Arabian Gulf countries and institutions have pledged nearly 10 per cent of the estimated $88 billion needed to rebuild Iraq after the country's gruelling three-year war with ISIL.
Overall, Iraq is seeking $88.2 billion in aid from donors.
Pledges were still expected to fall short of the level desired.
As a result of the implementation of projects Turkey will propose, many Iraqis will have jobs and be able to return home. Kuwait's Ministry of Foreign Affairs said a total of $30 billion had been secured at the conference. It was also unclear how much of the $30 billion represented loans.
Nizar Nasser Hussein, the head of the legal department at the National Investment Commission, said the latest version of the law does not distinguish between foreign and Iraqi investors.
Kuwait will celebrate Liberation Day from Iraq in two weeks.
The US, the largest backer in the worldwide coalition against Isis, has no plans to pledge any cash in this conference, American officials told Reuters.
The anti-IS coalition meeting is a part of the Kuwait International Conference for the Reconstruction of Iraq (KICRI), which started on Monday in Kuwait City.
"Iraq is required today to start a comprehensive reconstruction of the infrastructure and facilities that were destroyed".
"We stress honest and non-conditional participation of the worldwide community in this rebuilding process", Qassemi said.
Riyadh pledged on Wednesday $1.5 billion to help rebuild Iraq after the war against ISIS terrorist group.
Rebuilding homes, hospitals, schools, roads, businesses and telecommunications will be key to providing jobs for the young, ending the displacement of hundreds of thousands of people and putting an end to decades of political and sectarian violence.
Tillerson also vowed to allocate $200 million to support coalition's efforts against Daesh in Syria.

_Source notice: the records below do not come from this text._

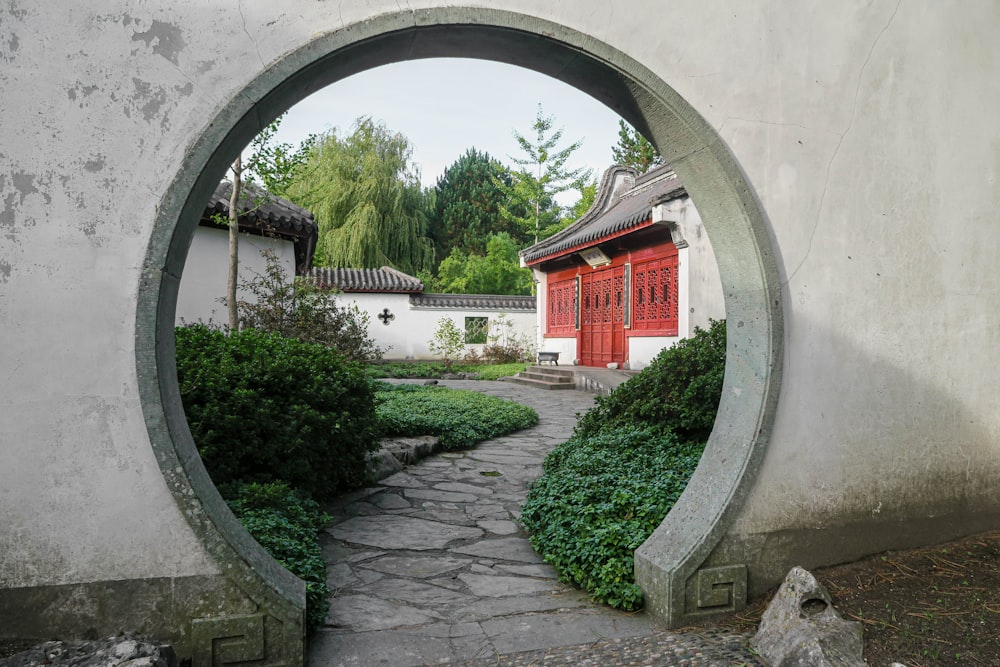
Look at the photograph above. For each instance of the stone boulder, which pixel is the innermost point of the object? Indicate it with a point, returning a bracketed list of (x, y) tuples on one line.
[(117, 651), (800, 628)]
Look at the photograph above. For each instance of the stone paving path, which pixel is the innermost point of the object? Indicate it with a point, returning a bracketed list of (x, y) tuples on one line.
[(431, 567)]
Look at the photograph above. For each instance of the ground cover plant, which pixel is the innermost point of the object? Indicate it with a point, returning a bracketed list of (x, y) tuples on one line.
[(437, 370), (286, 524), (600, 498), (460, 419), (605, 490)]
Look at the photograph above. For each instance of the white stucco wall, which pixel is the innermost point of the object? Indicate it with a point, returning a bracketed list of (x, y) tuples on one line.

Germany said it would provide $350 million in assistance.
Iraqi Prime Minister Haider al-Abadi had previously vowed that his government would work towards combatting corruption and bureaucracy in the country.
At the same time, Nato Secretary-General Jens Stoltenberg said the alliance was ready to answer a United States call for it to expand its small training mission in Iraq to support reconstruction.
Participants called on donor organizations to implement and supervise the programs in cooperation and coordination with Iraqi local authorities, in order to promote the principle of transparency and to make maximum use of those relief and development programs.